Même Monsieur chat a l'air triste. Et pour cause, Zoé l'a casé dans son sac, entre sa tablette et son livre de la bibliothèque rose. Il a de moins en moins la cote le doudou-d'amour, il a perdu son mojo ! Il doit attendre Amaury avec au moins autant d'impatience que nous !

Un dernier tour de nos murs pour nous assurer que nous n'avons rien oublié et nous fermons la porte... Pour la dernière fois, même pas mal.

BB nous attend sur le palier. Si quelqu'un m'avait dit à son arrivée, que la quitter me ferait un tel pincement au cœur, je ne l'aurais jamais cru. Zoette se jette dans ses bras.

- Tu vas me manquer tu sais !

- Toi aussi tu vas me manquer ma puce. Prends bien soin de toi et de tes parents !

- C'est promis !

Hashtagtropdamourmainsencoeur. Mon cœur se serre. Après une poignée de main timide qui se termine en accolade amicale, nous descendons une ultime fois les trois étages qui nous séparent de la voiture d'Amoureux, toute prête à suivre le camion, et prenons enfin la route.

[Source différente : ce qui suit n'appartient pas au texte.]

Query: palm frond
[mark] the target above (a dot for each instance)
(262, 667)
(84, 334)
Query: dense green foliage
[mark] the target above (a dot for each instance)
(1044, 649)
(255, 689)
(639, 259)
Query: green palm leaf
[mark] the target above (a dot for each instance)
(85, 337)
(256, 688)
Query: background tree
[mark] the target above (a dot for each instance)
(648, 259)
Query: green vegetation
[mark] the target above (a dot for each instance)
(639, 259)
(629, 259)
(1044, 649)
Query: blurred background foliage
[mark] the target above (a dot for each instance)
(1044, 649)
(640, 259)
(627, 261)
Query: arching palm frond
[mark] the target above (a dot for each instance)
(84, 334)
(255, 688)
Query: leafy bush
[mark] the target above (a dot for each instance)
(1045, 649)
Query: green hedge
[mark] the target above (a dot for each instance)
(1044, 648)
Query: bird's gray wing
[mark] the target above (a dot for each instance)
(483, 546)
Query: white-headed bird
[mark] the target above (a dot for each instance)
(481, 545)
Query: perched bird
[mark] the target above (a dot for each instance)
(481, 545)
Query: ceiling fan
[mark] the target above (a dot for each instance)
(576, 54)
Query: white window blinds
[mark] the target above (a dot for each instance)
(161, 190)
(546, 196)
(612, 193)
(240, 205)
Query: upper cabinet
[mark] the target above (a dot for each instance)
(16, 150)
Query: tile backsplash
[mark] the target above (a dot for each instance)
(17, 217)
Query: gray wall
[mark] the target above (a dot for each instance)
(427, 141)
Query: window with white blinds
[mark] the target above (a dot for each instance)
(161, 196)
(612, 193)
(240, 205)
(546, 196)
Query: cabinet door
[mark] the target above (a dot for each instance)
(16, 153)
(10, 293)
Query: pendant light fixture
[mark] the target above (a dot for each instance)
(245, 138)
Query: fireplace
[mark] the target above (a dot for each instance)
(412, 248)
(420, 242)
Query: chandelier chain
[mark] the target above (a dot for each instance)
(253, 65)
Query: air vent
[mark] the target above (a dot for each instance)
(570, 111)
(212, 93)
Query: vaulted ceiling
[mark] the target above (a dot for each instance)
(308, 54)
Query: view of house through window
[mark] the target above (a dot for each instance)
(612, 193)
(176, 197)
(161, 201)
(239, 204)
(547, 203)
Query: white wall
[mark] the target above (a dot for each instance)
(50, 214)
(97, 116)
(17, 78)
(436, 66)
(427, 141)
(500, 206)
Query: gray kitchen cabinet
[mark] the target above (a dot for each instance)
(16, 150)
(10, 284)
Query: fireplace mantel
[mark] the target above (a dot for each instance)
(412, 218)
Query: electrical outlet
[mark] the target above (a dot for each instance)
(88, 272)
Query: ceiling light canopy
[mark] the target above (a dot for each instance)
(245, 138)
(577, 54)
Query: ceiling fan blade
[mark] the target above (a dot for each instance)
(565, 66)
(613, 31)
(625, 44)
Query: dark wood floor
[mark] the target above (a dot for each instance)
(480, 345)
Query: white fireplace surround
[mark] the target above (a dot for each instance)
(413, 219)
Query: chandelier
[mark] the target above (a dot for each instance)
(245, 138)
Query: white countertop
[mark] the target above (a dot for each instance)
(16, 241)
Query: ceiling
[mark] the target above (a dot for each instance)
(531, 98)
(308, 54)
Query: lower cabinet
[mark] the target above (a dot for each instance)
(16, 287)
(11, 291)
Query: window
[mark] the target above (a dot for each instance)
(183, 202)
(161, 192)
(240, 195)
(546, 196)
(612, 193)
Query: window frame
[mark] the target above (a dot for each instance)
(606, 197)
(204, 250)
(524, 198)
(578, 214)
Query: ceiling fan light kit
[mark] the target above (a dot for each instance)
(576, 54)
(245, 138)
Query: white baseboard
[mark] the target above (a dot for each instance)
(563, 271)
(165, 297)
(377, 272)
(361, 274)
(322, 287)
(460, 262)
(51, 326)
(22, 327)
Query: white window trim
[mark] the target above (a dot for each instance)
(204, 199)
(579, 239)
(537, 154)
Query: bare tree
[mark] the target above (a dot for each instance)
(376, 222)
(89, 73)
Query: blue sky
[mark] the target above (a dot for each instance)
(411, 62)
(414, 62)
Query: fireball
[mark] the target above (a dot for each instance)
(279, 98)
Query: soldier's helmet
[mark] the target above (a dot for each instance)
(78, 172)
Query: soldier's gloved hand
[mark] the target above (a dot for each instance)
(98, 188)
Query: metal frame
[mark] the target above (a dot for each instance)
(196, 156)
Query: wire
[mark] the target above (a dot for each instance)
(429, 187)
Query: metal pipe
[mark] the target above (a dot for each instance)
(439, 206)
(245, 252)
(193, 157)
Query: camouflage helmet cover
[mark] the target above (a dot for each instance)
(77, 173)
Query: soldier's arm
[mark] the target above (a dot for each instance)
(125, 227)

Nous n'avons pas fait cinquante kilomètres, que ma vessie de future maman se rappelle à moi. A vrai dire, nous n'avions pas encore quitté notre rue que déjà, j'entendais le doux appel des toilettes ! A ma décharge, la position assise et le bidon de femme enceinte ne font pas bon ménage ! Nous faisons donc un premier arrêt à peine engagés sur l'autoroute.

- Chérie d'amour ? Tu accompagnes maman aux toilettes ?

- Nan. Pas envie. répond-elle en levant à peine les yeux des malheurs de Sophie.

- Sûre ?

- Ouiiiiiieeeuh m'maaaan.

C'est précisément douze kilomètres plus loin, que sa petite voix mal assurée, a murmuré un timide :

- J'dois faire pipi.

Amoureux tente bien faire comme s'il n'avait pas entendu, mais comme ma vessie est déjà au taquet, je joue pour l'équipe Zoé.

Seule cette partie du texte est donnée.